Future Now
The IFTF Blog
What if Your Doctor Prescribed a Chatbot for You?
A couple weeks ago during a research meeting for our upcoming year, our colleague Lyn Jeffery challenged us to imagine a future where, at some point in the next decade, doctors start prescribing chatbots, robots and other forms of artificial intelligence as a relatively routine matter of medical practice. It turns out there's good reason to think artificial intelligent bots - commonly called relational agents in the research literature - will be used in all sorts of medical applications--from treating mental health conditions to enhancing patient education.
For example, a recent (small) study from the Center for Connected Health found that in comparison to people trying to lose weight by tracking their activity levels, people who had access to their activity levels and an animated, virtual coach lost significantly more weight.
According to the study, published in the current issue of the Journal of Medical Internet Research, 70 overweight or obese participants were asked to wear a wireless pedometer and were given access to a website to review their step counts. Half of the group was given access to an automated, animated virtual coach via their home computer, where they received personalized feedback based on their step counts and were encouraged to set goals.

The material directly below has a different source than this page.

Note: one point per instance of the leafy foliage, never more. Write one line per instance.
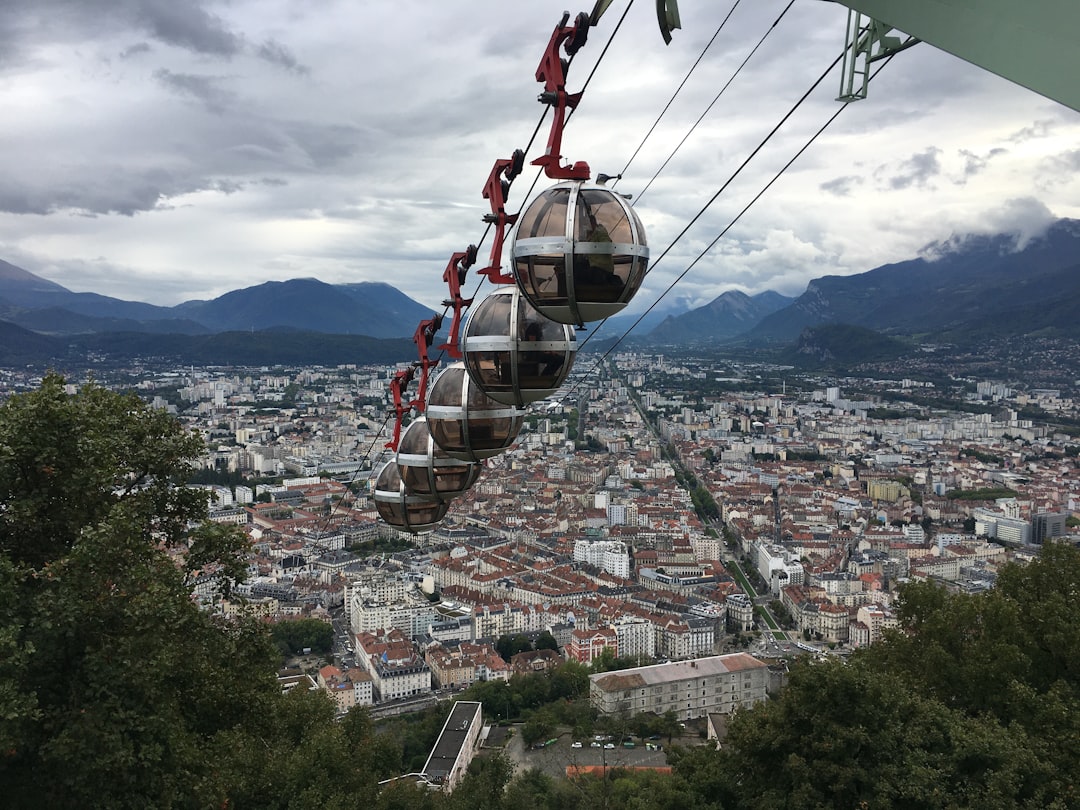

While everyone reported benefitting from taking part in the 12-week study, those using a virtual coach maintained their step counts, while those without access to a virtual coach saw their step counts decrease by 14.3 percent over the course of the study. In addition, 58.1 percent of the participants using a virtual coach indicated it motivated them to be more active, and 87.1 percent reported feeling guilty if they skipped an online appointment.
The added benefit of an relational agents hasn't just been observed in weight loss; virtual nurses have been successful in helping lower readmission rates and improving patient satisfaction, while a recent New York Times article noted mixed, though at least somewhat promising results for a variety of mental health apps that use designs rooted in cognitive bias modification to help people overcome social anxieties, as well as bad habits.
Not surprisingly, some of the leading proponents of virtual therapists point toward their basic cost effectiveness--particularly in light of rising health costs, an aging population, and future staffing shortages, the theory goes, relational agents will help fill all sorts of gaps in the health system, particularly anything that requires patients to change their own behaviors or to better understand their own conditions. Which is to say that in a few years, it seems likely that along with a prescription for a statin to lower cholesterol, you might very well get a little virtual reality avatar--in reality, a piece of programming code--that will remind you to exercise and let you know when you need to take your pills.